Fumata nera per la prima votazione del Presidente della Repubblica, il settimo dopo la caduta dei colonelli in Grecia. Il 73enne Stavros Dimas, ex commissario europeo e viceministro di Nea Dimokratia, proposto dai due partiti di maggioranza, ha raccolto appena 160 voti, mentre contro la sua elezione si sono schierati 135 deputati. In realtà nella procedura nominale esisteva solo la possibilità di votare «sì», mentre i contrari a Dimas hanno pronunciato la parola «presente», che equivaleva al «no». La Grecia ha così compiuto un passo decisivo verso le elezioni anticipate, una prospettiva che non piace affatto ai creditori internazionali e ai mercati che non vedono di buon occhio la probabile vittoria di Syriza, che secondo tutti i sondaggi sarebbe il primo partito, anche se difficilmente potrà formare un governo autonomo. Sconfitta, invece, per Antonis Samaras, anche se non mancano le voci secondo le quali per il premier greco si sarebbe trattato di una scelta per uscire dalla scena politica, lasciando la patata bollente della crisi e delle trattative con la troika (Fmi, Ue, Bce) alla sinistra radicale.

«Spero che nelle prossime due votazioni sarà eletto il nuovo Presidente. Il paese non deve entrare in un periodo avventuroso», si è limitato a dire Samaras, evidentemente insoddisfatto dopo l’annuncio del risultato. Ottimismo, invece, nella sinistra radicale. «La strategia della paura è crollata… la democrazia non può essere ricattata», ha commentato il leader di Syriza Alexis Tsipras. Gli occhi di tutti sono ora puntati al 29 dicembre, data in cui si terrà la terza e ultima votazione (la seconda avra luogo il 23 dicembre). Allora si saprà anche la sorte del governo di coalizione tra conservatori e socialisti: se il candidato presidente – che potrebbe essere anche un’altra personalità nel caso in cui Dimas si dimetta – riuscirà a raccogliere 180 voti, il premier Samaras potrebbe superare lo scoglio. In caso contrario, il parlamento si scioglierà e le elezioni si faranno tra la fine di gennaio e gli inizi di febbraio.

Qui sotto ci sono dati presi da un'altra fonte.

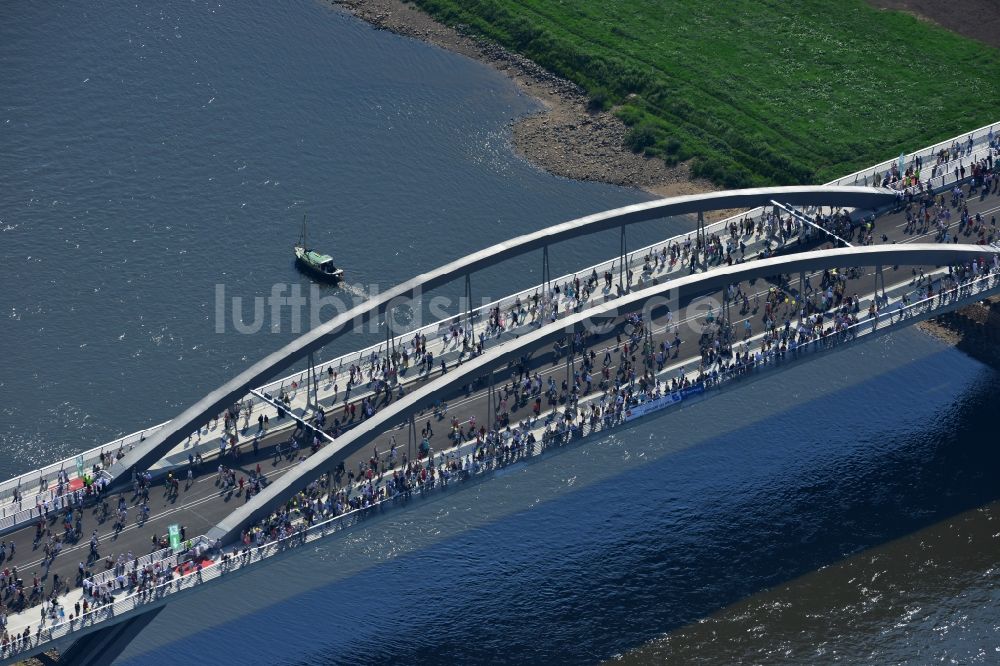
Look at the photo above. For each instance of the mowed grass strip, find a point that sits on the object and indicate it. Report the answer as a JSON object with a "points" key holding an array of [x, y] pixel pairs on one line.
{"points": [[754, 93]]}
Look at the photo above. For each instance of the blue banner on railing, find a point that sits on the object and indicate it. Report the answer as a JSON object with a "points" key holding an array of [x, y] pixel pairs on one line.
{"points": [[650, 406], [692, 390]]}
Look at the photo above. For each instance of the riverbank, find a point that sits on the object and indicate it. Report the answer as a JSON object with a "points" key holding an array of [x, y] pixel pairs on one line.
{"points": [[566, 139], [974, 330]]}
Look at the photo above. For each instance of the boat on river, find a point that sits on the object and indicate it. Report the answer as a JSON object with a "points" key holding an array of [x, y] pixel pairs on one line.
{"points": [[315, 264]]}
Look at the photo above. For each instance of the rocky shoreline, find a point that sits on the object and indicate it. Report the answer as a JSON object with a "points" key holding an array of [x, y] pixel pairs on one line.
{"points": [[565, 139], [975, 330]]}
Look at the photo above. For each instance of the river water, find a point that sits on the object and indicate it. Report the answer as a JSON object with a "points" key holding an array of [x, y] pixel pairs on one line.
{"points": [[841, 510]]}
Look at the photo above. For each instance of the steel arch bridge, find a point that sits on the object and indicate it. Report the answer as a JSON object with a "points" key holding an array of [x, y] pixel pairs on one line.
{"points": [[279, 491], [176, 431]]}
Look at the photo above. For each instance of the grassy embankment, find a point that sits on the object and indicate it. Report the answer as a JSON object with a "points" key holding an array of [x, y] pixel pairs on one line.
{"points": [[753, 92]]}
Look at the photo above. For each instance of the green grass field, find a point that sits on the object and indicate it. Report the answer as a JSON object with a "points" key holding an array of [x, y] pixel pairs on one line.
{"points": [[756, 92]]}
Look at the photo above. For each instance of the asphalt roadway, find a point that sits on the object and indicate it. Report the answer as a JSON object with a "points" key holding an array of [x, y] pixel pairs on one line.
{"points": [[201, 504]]}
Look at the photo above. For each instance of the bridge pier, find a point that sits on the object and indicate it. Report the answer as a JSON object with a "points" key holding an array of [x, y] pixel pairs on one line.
{"points": [[622, 268], [701, 241]]}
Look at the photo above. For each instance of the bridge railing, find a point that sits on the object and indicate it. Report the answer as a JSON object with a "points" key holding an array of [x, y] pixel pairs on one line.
{"points": [[867, 175]]}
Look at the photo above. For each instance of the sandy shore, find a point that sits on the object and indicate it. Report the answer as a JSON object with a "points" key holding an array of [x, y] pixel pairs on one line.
{"points": [[565, 139]]}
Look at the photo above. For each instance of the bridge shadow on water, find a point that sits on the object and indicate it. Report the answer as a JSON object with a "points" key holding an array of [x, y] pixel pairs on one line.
{"points": [[562, 563]]}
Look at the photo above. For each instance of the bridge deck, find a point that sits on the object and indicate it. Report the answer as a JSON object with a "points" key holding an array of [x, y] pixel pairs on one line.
{"points": [[201, 505]]}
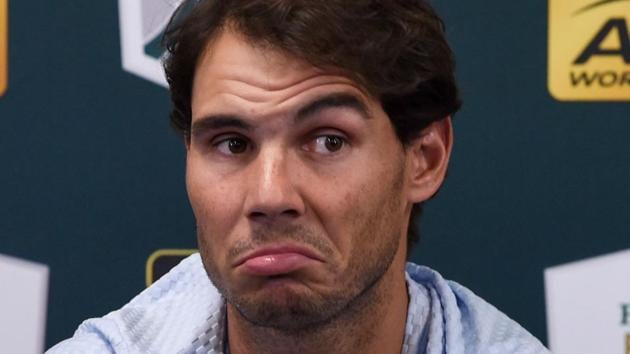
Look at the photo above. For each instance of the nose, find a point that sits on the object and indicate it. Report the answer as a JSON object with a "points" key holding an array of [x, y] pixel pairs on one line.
{"points": [[272, 193]]}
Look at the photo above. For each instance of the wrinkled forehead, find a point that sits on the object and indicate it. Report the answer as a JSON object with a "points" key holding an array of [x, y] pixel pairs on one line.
{"points": [[233, 71]]}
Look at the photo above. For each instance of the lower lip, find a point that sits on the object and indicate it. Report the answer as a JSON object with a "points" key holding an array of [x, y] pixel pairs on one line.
{"points": [[276, 264]]}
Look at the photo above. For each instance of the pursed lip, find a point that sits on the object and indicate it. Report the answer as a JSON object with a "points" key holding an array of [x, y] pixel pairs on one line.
{"points": [[275, 250]]}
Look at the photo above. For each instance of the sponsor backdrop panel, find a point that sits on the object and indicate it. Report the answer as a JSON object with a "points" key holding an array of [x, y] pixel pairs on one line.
{"points": [[92, 180]]}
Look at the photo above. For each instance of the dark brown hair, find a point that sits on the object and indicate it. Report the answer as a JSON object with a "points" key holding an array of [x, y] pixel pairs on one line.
{"points": [[396, 49]]}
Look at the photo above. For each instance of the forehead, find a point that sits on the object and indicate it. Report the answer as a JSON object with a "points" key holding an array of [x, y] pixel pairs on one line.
{"points": [[233, 73]]}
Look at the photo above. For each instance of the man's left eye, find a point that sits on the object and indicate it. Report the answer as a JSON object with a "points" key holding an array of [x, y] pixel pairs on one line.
{"points": [[327, 144]]}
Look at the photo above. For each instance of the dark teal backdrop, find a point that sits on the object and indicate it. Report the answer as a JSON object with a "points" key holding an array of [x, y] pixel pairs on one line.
{"points": [[92, 177]]}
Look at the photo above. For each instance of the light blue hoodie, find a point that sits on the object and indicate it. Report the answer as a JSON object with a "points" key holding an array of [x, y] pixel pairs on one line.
{"points": [[184, 313]]}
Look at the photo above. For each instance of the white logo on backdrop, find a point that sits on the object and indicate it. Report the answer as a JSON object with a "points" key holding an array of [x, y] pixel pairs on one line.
{"points": [[588, 305], [142, 23]]}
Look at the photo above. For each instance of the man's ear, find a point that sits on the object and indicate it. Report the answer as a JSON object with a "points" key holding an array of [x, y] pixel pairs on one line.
{"points": [[427, 160]]}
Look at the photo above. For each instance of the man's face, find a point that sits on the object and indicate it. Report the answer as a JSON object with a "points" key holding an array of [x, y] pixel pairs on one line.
{"points": [[297, 182]]}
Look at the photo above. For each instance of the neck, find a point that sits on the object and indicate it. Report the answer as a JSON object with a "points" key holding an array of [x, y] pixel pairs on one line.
{"points": [[373, 323]]}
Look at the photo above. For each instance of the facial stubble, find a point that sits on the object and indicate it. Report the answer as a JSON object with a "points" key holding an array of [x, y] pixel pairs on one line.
{"points": [[307, 311]]}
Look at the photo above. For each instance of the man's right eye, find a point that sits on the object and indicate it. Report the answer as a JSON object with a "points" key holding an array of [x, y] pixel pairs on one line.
{"points": [[232, 145]]}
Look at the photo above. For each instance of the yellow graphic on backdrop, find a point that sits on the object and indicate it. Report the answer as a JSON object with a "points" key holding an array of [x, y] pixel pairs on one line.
{"points": [[589, 50], [4, 45]]}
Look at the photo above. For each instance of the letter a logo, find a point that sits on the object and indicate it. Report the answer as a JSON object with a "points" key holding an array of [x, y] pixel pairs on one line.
{"points": [[589, 50]]}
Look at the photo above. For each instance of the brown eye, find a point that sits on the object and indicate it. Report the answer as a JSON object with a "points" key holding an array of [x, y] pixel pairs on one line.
{"points": [[333, 143], [237, 146], [232, 145], [326, 144]]}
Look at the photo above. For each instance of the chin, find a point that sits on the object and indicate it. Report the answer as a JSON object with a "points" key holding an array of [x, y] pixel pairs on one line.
{"points": [[286, 307]]}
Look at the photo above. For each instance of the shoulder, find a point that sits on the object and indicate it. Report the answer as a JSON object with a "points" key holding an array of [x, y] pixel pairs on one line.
{"points": [[465, 321], [165, 317]]}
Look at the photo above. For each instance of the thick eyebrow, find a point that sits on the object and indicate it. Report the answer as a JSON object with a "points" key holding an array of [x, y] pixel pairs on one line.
{"points": [[218, 121], [336, 100]]}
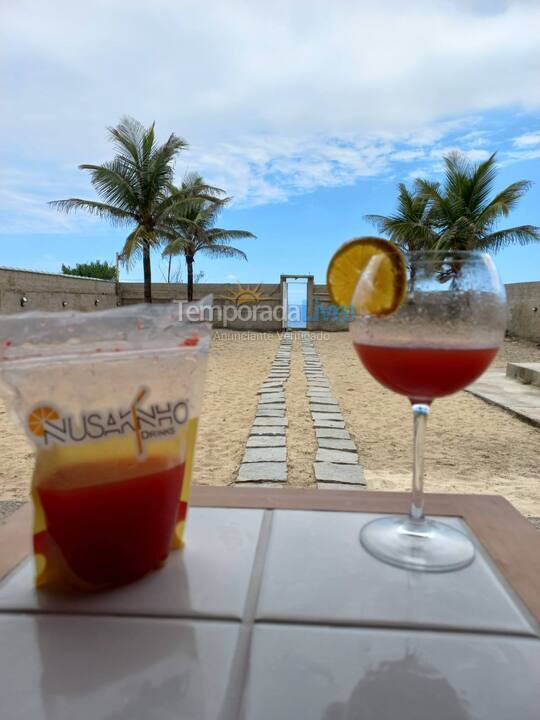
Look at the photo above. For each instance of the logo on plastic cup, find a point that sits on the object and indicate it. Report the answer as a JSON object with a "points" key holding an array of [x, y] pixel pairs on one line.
{"points": [[147, 421]]}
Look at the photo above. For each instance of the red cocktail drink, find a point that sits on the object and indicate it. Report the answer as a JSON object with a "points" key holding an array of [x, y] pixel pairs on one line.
{"points": [[113, 522], [424, 373]]}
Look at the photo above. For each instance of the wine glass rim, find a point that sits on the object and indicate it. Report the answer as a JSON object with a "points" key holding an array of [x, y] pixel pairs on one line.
{"points": [[447, 253]]}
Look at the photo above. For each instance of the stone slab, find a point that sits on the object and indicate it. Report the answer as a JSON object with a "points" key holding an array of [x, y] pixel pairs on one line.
{"points": [[263, 471], [272, 485], [336, 424], [338, 486], [330, 472], [270, 421], [520, 400], [342, 457], [526, 373], [322, 399], [336, 444], [322, 432], [267, 430], [327, 416], [266, 441], [324, 408], [270, 412], [266, 454], [271, 398]]}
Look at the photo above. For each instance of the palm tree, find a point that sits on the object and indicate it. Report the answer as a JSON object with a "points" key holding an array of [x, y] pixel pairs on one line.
{"points": [[411, 226], [135, 188], [464, 211], [192, 228]]}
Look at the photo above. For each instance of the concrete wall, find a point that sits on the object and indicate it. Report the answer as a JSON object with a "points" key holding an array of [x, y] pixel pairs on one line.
{"points": [[45, 291], [325, 316], [524, 310], [270, 305]]}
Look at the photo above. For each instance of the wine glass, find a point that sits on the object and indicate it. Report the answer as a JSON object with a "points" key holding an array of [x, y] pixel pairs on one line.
{"points": [[443, 336]]}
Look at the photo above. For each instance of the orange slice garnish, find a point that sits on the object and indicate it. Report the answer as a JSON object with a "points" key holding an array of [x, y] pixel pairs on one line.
{"points": [[38, 417], [368, 274]]}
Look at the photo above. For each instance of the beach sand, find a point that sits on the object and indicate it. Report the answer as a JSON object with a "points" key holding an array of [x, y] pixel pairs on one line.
{"points": [[471, 447]]}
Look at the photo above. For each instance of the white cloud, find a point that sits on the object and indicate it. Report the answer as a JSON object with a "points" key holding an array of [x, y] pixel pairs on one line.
{"points": [[528, 139], [472, 154], [275, 98]]}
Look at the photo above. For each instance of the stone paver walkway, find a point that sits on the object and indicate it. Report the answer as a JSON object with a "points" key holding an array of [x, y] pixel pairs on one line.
{"points": [[265, 456], [336, 462]]}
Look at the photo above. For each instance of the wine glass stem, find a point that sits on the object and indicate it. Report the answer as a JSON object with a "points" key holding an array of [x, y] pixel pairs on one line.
{"points": [[420, 416]]}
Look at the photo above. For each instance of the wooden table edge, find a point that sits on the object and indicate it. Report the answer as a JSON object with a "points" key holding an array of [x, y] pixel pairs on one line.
{"points": [[510, 540]]}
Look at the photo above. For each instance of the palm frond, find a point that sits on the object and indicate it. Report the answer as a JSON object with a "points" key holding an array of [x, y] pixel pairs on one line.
{"points": [[116, 216], [228, 235], [223, 251], [521, 235], [116, 183]]}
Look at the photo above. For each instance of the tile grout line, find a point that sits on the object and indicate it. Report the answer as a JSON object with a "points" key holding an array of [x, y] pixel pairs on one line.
{"points": [[337, 462], [240, 663], [265, 455]]}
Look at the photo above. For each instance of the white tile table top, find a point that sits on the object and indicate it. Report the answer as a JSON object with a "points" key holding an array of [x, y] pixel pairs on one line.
{"points": [[317, 571], [87, 668], [208, 578], [299, 672], [266, 592]]}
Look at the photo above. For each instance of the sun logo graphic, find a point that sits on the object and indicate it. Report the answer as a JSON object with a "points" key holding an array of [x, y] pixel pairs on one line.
{"points": [[39, 417], [245, 294]]}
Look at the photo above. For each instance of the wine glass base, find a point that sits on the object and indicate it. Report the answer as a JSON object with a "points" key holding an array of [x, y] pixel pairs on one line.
{"points": [[426, 545]]}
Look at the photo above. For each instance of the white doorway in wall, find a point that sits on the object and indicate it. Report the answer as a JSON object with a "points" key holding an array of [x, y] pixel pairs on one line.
{"points": [[295, 305]]}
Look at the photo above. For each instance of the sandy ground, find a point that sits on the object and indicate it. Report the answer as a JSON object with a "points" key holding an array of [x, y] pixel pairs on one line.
{"points": [[471, 447]]}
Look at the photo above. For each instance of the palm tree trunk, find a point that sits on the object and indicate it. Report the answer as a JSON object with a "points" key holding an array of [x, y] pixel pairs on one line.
{"points": [[147, 272], [189, 263]]}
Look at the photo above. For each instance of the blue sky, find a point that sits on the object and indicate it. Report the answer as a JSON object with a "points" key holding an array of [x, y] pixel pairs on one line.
{"points": [[308, 115]]}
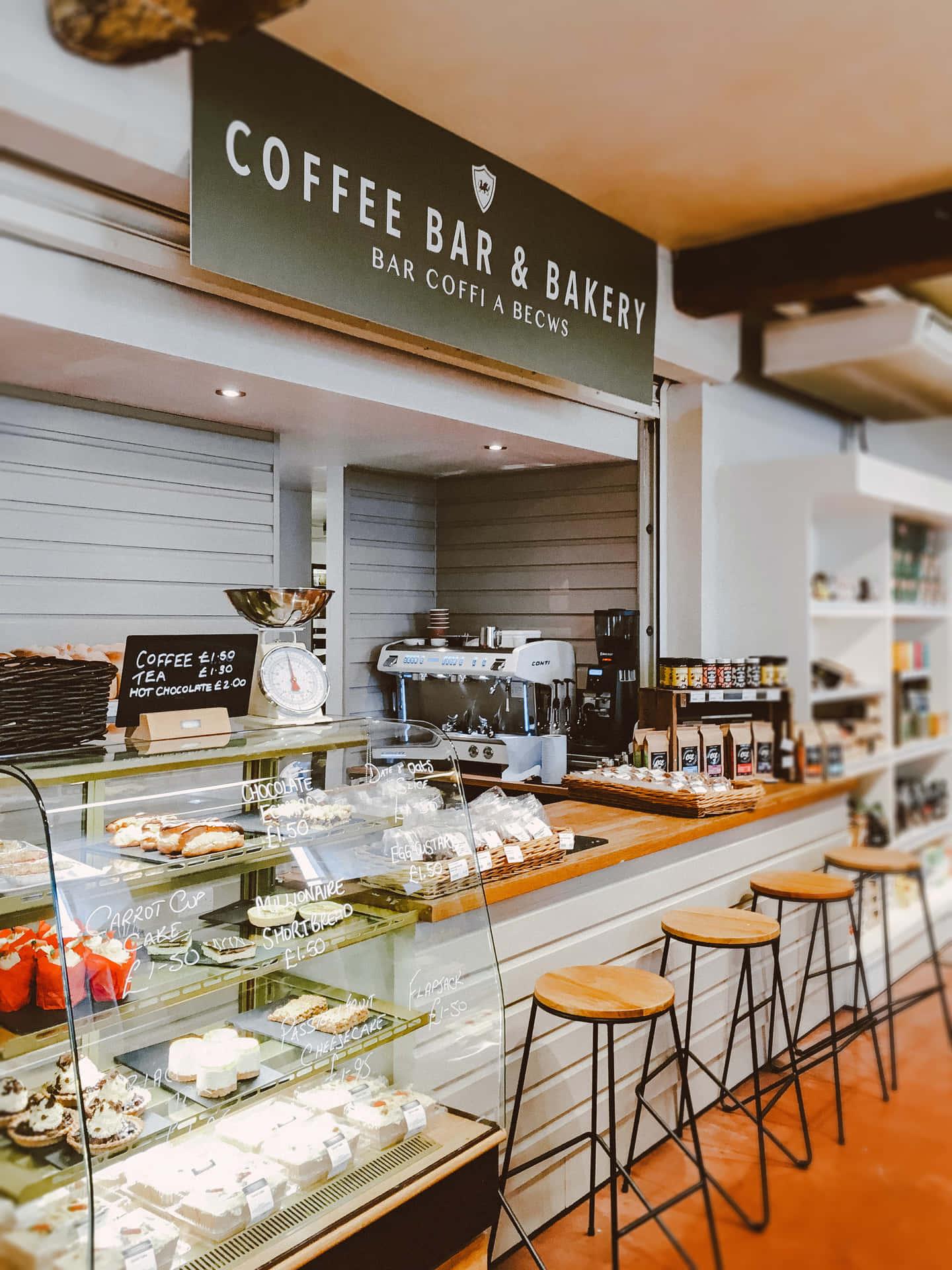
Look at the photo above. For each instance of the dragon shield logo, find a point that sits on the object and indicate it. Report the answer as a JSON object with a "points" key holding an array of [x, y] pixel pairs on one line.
{"points": [[484, 185]]}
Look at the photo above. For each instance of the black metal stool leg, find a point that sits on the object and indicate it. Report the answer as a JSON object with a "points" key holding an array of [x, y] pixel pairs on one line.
{"points": [[758, 1111], [793, 1067], [807, 976], [510, 1140], [690, 1015], [696, 1141], [594, 1128], [647, 1068], [871, 1016], [890, 1014], [832, 1007], [935, 952], [612, 1148], [729, 1052], [768, 1056]]}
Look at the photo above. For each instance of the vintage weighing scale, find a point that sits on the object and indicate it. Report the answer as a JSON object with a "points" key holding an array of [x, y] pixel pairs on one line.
{"points": [[290, 683]]}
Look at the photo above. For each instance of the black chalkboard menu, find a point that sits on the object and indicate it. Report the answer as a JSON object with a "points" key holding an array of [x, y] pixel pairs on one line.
{"points": [[186, 672]]}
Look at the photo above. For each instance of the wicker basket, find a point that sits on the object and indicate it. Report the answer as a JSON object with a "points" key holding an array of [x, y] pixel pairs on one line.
{"points": [[407, 876], [643, 796], [51, 704]]}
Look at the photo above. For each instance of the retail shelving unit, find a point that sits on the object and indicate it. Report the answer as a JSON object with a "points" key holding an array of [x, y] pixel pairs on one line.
{"points": [[836, 515]]}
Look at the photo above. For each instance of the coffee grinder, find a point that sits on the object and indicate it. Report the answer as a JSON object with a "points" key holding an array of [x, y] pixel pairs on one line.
{"points": [[608, 698]]}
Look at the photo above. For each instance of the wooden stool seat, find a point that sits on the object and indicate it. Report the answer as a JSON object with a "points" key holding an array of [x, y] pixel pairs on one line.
{"points": [[720, 927], [608, 994], [801, 887], [880, 860]]}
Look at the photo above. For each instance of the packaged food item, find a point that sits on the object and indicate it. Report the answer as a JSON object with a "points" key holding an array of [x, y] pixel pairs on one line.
{"points": [[764, 757], [713, 748], [18, 962], [110, 963], [656, 751], [833, 749], [739, 749], [50, 995], [688, 749], [810, 759]]}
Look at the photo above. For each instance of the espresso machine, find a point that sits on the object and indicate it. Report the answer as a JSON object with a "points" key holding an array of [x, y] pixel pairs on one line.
{"points": [[495, 702], [608, 698]]}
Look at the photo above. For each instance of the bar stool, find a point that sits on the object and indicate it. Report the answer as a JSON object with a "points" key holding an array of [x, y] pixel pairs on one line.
{"points": [[719, 929], [820, 890], [880, 863], [608, 996]]}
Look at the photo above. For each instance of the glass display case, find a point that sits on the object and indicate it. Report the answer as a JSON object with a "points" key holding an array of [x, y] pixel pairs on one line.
{"points": [[223, 1037]]}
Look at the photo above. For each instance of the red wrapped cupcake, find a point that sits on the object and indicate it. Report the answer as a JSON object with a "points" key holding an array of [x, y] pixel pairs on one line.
{"points": [[110, 963], [50, 995]]}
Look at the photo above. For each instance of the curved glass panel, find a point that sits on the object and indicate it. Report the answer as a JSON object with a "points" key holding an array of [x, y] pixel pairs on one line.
{"points": [[286, 1003]]}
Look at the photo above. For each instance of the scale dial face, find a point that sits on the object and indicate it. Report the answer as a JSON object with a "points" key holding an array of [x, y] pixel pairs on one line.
{"points": [[294, 680]]}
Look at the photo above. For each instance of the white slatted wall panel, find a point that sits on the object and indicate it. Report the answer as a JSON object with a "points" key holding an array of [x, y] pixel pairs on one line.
{"points": [[112, 525], [539, 549], [390, 568]]}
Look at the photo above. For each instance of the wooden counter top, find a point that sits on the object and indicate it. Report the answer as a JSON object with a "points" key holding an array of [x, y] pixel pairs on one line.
{"points": [[630, 835]]}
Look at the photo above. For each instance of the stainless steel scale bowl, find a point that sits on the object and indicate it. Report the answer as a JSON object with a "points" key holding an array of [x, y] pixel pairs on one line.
{"points": [[291, 683]]}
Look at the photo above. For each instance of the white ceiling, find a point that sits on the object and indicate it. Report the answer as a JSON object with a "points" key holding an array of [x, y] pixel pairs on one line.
{"points": [[319, 429], [687, 120]]}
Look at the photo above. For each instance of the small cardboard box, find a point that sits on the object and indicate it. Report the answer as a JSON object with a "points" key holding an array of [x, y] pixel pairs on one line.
{"points": [[656, 745], [713, 748], [739, 749], [764, 756], [688, 749]]}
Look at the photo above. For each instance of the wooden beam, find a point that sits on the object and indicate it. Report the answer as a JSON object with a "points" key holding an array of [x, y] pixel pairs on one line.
{"points": [[887, 245]]}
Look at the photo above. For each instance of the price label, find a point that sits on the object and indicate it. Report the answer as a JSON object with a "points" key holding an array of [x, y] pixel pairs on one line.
{"points": [[415, 1117], [339, 1151], [259, 1199], [140, 1256], [459, 869]]}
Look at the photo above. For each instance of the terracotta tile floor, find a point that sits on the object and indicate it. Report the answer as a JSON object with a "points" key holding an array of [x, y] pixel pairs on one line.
{"points": [[883, 1201]]}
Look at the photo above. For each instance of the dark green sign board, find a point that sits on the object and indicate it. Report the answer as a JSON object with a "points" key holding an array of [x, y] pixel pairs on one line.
{"points": [[311, 186]]}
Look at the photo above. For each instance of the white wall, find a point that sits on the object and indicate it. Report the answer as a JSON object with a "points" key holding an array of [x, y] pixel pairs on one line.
{"points": [[705, 429]]}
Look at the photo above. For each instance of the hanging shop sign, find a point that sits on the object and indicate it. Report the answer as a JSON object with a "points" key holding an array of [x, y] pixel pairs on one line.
{"points": [[311, 186]]}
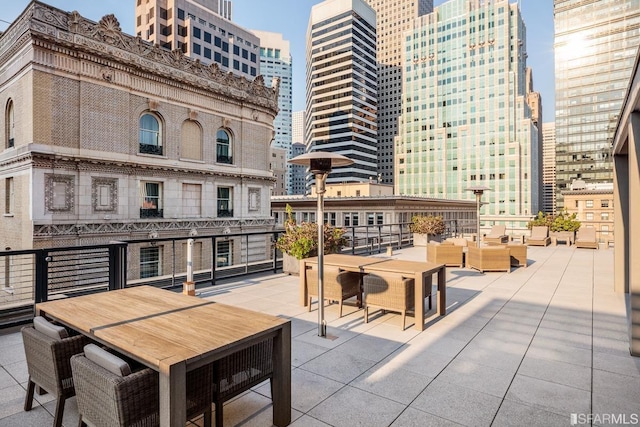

L’aula parlamentare era piena come accade solo in casi eccezionali. Presenti 295 deputati su 300, compresi i sette di Alba Dorata, tutti detenuti in attesa di giudizio. Manifestazioni e proteste, invece, fuori dal parlamento, a causa di uno sciopero indetto dall’Adedy, la Confederazione dei dipendenti pubblici, per chiedere la riassunzione dei lavoratori licenziati dal governo, l’abolizione della legge per la mobilità e la ripresa delle attività dei servizi statali che sono stati aboliti in questi anni. Il premier Antonis Samaras e il vicepresidente Evanghelos Venizelos, impegnati personalmente a convincere i parlamentari indipendenti, 24 in totale, e i dissidenti dei due partiti di minoranza, la Sinistra democratica e i Greci indipendenti, sono riusciti a fare ben poco. Soltanto sei deputati, oltre i 155 di Nea Dimokratia e del Pasok, si sono schierati a favore di Dimas.